Bir avuç su, bir demir gülle içinde eğer niyet etse incimad.
Burudetin zamanı içindeki inbisat meyli der:
“Genişlen, bana lâzım fazla yer.” Bir emr-i biemanî...
Metin demir çalışır, onu yalan çıkarmaz.
belki onda doğruluk, hem de sıdk-ı cenanî o demiri parçalar.
Şu meyelânlar bütün birer emr-i tekvinî, birer hükm-ü Yezdanî,
birer fıtrî şeriat, birer cilve-i irade, irade-i ilâhî, idare-i ekvanî;
Emirleri şunlardır: Birer birer meyelân, birer birer imtisal, evamir-i rabbanî.
Vicdandaki tecelli aynen böyle cilvedir; ki incizab ve cezbe iki musaffa cânı.
İki mücellâ camdır, akseder içinde cemal-i lâyezalî, hem de nur-u imanî.
Nübüvvet beşerde zaruriyedir
Karıncayı emirsiz, arıları yasubsuz bırakmayan kudret-i ezeliye, elbette
beşeri de bırakmaz şeriatsız, nebisiz. Sırr-ı nizam-ı âlem, böyle ister elbette.

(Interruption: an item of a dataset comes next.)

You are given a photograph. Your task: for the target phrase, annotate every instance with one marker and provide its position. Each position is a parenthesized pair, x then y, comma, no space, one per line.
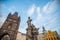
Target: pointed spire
(29,21)
(16,14)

Meleklerde mirac, insanlarda şakk-ı kamer gibidir
Bir mirac-ı kerametle melekler, gördüler elhak,
ki müsellem bir nübüvvette muazzam bir velâyet var.
O parlak Zat, buraka binmiş de berk olmuş.
Kamervari seraser, âlem-i nuru da görmüştür.
Şu şehadet âleminde münteşir insanlara
hissî büyük bir mucize nasıl ki; اِنْشَقَّ الْقَمَر dir.
Bu miracdır, âlem-i ervahdaki sakinlere
en büyük bir mucize ki; سُبْحَانَ الَّذٖٓى اَسْرٰى dır.